Apparently in Twitter terms this has been closed down. Official tweets have stopped.
But it is still a mystery. The Guardian has some awareness of social media. For ten years or so there has been a talkboard and some people find out about it. Never promoted in print, unlike Comment is Free where punters are allowed to add little bits on the end of the column.
Theory a, pro journalists just don't like it. There may be a valid reason why it was shut down without any warning on a Friday. It was then decided not to explain or respond to enquiries till the Monday when more people would be available. Today I discover through tracing back a tweet from Spank the Monkey that there has been an update on the blog
not easy to find otherwise. The Guardian belief seems to be that if they keep it as quiet as possible readers will just forget about it.
Jeff Jarvis recently commented on Jonathan Freedland as a recycle curmudgeon.
He has got a point.
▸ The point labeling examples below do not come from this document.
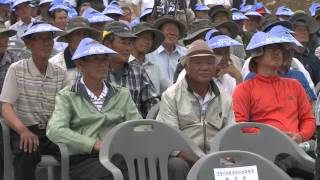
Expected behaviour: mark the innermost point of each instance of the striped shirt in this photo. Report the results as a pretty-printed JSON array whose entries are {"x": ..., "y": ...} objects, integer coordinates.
[
  {"x": 8, "y": 58},
  {"x": 31, "y": 93},
  {"x": 96, "y": 101},
  {"x": 135, "y": 78}
]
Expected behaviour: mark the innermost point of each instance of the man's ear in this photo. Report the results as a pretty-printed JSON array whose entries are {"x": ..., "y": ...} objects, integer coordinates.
[
  {"x": 27, "y": 42},
  {"x": 79, "y": 63},
  {"x": 107, "y": 44}
]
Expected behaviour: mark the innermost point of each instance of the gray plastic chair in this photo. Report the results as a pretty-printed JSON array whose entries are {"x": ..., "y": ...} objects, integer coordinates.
[
  {"x": 203, "y": 169},
  {"x": 144, "y": 141},
  {"x": 153, "y": 112},
  {"x": 269, "y": 143},
  {"x": 47, "y": 161}
]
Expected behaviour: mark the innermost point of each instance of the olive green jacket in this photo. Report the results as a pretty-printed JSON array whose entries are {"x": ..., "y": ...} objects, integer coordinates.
[{"x": 76, "y": 121}]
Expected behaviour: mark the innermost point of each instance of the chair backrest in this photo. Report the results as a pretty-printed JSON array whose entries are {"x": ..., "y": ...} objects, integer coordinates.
[
  {"x": 269, "y": 142},
  {"x": 47, "y": 161},
  {"x": 145, "y": 145},
  {"x": 204, "y": 168},
  {"x": 8, "y": 173},
  {"x": 153, "y": 112}
]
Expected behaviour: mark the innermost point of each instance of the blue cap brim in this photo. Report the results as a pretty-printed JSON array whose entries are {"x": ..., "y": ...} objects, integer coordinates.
[
  {"x": 89, "y": 47},
  {"x": 221, "y": 41}
]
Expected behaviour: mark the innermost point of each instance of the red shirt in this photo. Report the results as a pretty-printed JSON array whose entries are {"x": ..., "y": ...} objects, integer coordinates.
[{"x": 276, "y": 101}]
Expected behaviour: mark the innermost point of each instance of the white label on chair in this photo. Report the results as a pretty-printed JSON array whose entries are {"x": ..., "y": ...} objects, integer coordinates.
[{"x": 236, "y": 173}]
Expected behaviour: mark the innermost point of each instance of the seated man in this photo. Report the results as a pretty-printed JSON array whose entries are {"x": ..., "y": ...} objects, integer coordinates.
[
  {"x": 85, "y": 111},
  {"x": 148, "y": 40},
  {"x": 28, "y": 98},
  {"x": 129, "y": 74},
  {"x": 284, "y": 70},
  {"x": 7, "y": 57},
  {"x": 196, "y": 105},
  {"x": 270, "y": 99},
  {"x": 77, "y": 29}
]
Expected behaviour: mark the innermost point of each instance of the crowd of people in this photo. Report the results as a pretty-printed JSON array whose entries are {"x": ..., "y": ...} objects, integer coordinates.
[{"x": 72, "y": 70}]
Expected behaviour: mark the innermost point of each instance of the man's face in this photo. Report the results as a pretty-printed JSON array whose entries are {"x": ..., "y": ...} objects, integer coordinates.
[
  {"x": 272, "y": 57},
  {"x": 61, "y": 19},
  {"x": 171, "y": 32},
  {"x": 126, "y": 15},
  {"x": 4, "y": 12},
  {"x": 121, "y": 45},
  {"x": 225, "y": 31},
  {"x": 201, "y": 14},
  {"x": 224, "y": 52},
  {"x": 144, "y": 43},
  {"x": 99, "y": 26},
  {"x": 220, "y": 17},
  {"x": 252, "y": 23},
  {"x": 94, "y": 67},
  {"x": 288, "y": 53},
  {"x": 23, "y": 10},
  {"x": 4, "y": 39},
  {"x": 44, "y": 8},
  {"x": 40, "y": 44},
  {"x": 301, "y": 34},
  {"x": 200, "y": 69},
  {"x": 75, "y": 37}
]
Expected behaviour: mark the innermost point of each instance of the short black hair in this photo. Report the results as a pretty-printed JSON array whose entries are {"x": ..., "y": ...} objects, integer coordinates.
[{"x": 53, "y": 13}]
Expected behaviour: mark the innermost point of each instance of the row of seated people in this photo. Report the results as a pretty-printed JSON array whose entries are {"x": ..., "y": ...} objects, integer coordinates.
[{"x": 82, "y": 113}]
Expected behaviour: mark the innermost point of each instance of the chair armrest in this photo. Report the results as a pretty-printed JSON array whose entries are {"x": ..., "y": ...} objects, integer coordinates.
[
  {"x": 7, "y": 154},
  {"x": 64, "y": 161},
  {"x": 116, "y": 172}
]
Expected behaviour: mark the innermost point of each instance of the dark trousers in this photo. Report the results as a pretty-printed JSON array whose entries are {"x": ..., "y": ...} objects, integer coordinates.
[
  {"x": 88, "y": 167},
  {"x": 25, "y": 163}
]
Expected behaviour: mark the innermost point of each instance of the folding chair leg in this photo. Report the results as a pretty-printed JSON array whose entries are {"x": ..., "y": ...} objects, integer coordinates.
[{"x": 50, "y": 172}]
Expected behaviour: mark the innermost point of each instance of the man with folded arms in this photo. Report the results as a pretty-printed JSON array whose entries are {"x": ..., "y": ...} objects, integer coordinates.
[
  {"x": 88, "y": 109},
  {"x": 28, "y": 98}
]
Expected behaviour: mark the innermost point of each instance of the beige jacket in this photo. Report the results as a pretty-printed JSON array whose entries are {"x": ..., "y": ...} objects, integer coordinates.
[
  {"x": 181, "y": 109},
  {"x": 72, "y": 74}
]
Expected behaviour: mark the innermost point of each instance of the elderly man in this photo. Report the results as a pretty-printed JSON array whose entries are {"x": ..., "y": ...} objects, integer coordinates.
[
  {"x": 76, "y": 29},
  {"x": 28, "y": 99},
  {"x": 59, "y": 18},
  {"x": 148, "y": 40},
  {"x": 304, "y": 26},
  {"x": 44, "y": 10},
  {"x": 196, "y": 105},
  {"x": 4, "y": 11},
  {"x": 168, "y": 54},
  {"x": 129, "y": 74},
  {"x": 91, "y": 104},
  {"x": 219, "y": 14},
  {"x": 24, "y": 12},
  {"x": 7, "y": 57},
  {"x": 270, "y": 99}
]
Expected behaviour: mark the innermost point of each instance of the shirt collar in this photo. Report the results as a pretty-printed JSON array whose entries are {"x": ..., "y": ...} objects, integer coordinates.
[
  {"x": 6, "y": 59},
  {"x": 91, "y": 94},
  {"x": 147, "y": 61},
  {"x": 21, "y": 23},
  {"x": 178, "y": 49},
  {"x": 35, "y": 72}
]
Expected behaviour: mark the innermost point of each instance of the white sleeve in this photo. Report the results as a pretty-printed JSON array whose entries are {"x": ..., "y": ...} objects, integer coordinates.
[
  {"x": 245, "y": 68},
  {"x": 136, "y": 2},
  {"x": 301, "y": 68}
]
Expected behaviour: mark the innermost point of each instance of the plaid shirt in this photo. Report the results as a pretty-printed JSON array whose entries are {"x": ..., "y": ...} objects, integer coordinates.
[
  {"x": 135, "y": 77},
  {"x": 8, "y": 58}
]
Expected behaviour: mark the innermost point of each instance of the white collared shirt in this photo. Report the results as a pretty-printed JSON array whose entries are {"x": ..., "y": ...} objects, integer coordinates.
[
  {"x": 97, "y": 101},
  {"x": 166, "y": 62},
  {"x": 20, "y": 27},
  {"x": 153, "y": 72},
  {"x": 204, "y": 101}
]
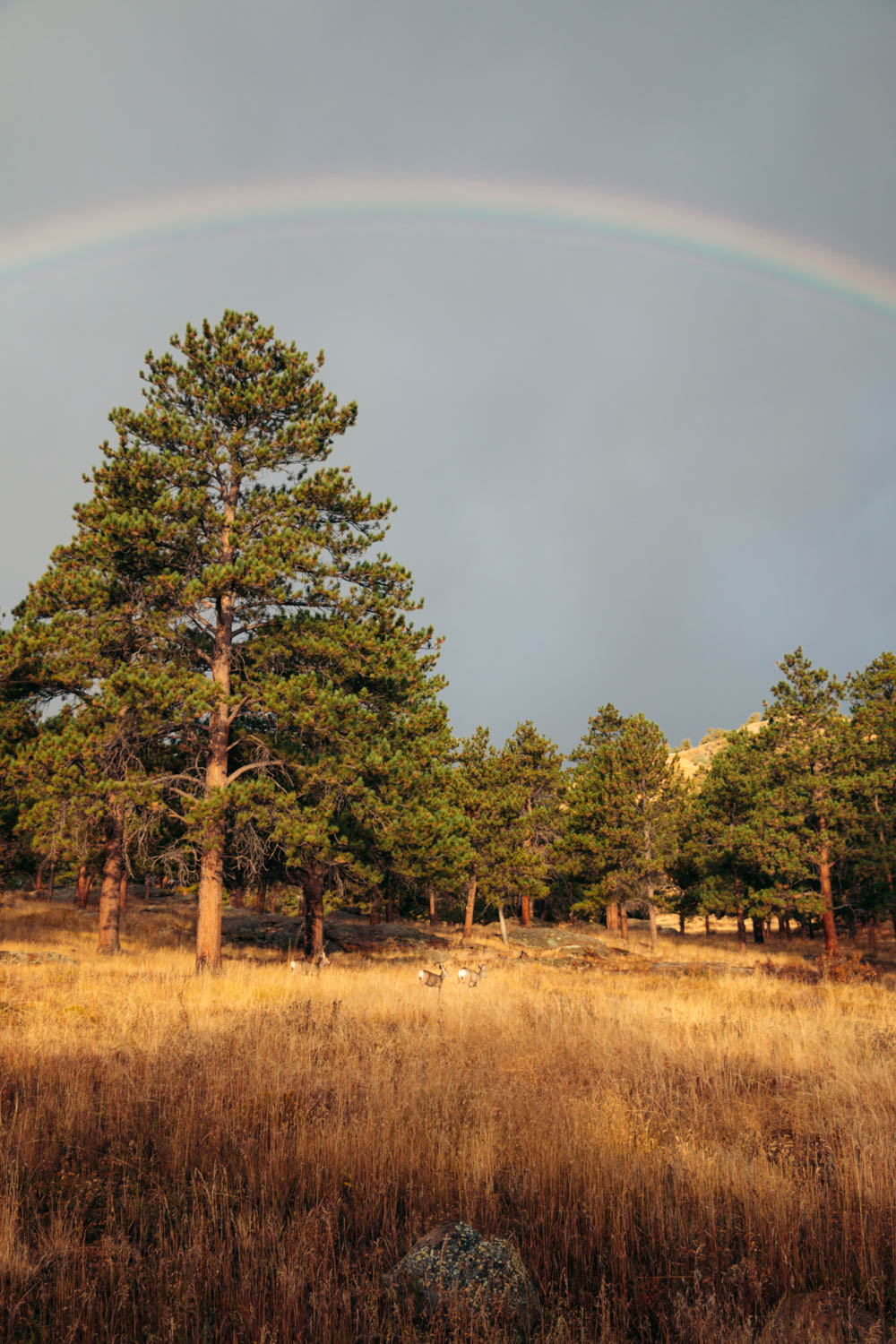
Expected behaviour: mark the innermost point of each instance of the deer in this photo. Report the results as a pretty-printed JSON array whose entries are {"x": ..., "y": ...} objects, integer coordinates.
[{"x": 432, "y": 980}]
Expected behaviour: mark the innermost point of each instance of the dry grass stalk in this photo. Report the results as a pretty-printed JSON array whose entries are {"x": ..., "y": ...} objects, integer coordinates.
[{"x": 244, "y": 1158}]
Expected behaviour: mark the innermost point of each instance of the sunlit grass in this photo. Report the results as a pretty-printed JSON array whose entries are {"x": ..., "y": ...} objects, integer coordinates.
[{"x": 242, "y": 1158}]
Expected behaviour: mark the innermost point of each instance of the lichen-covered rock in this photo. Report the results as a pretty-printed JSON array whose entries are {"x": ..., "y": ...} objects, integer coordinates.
[
  {"x": 454, "y": 1268},
  {"x": 823, "y": 1319}
]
Thing is, things are moving back in time. The print journalists are less polite about social media than ever. Peter Preston seems to think that reporting from Libya is only reliable when the war correspondents jet in from London.
The closure of Guardian Talk is a disaster. For a news organisation to tell the public please go away we cannot cope, try Facebook is not a good omen.
Catastrophic failure usually has a background of sustained management neglect. There has never been a response from Guardian staff to the issues raised. Perhaps indirectly but the communication was very remote.
Coming soon another conference talk
this will look at bloggers and journalists in general terms. I don't see the point of the Guardian getting all techy. There is something about policy that needs to be cleared up first. The lack of explanation around the closure of Guardian Talk will be a case study for many years to come. Investigation continues.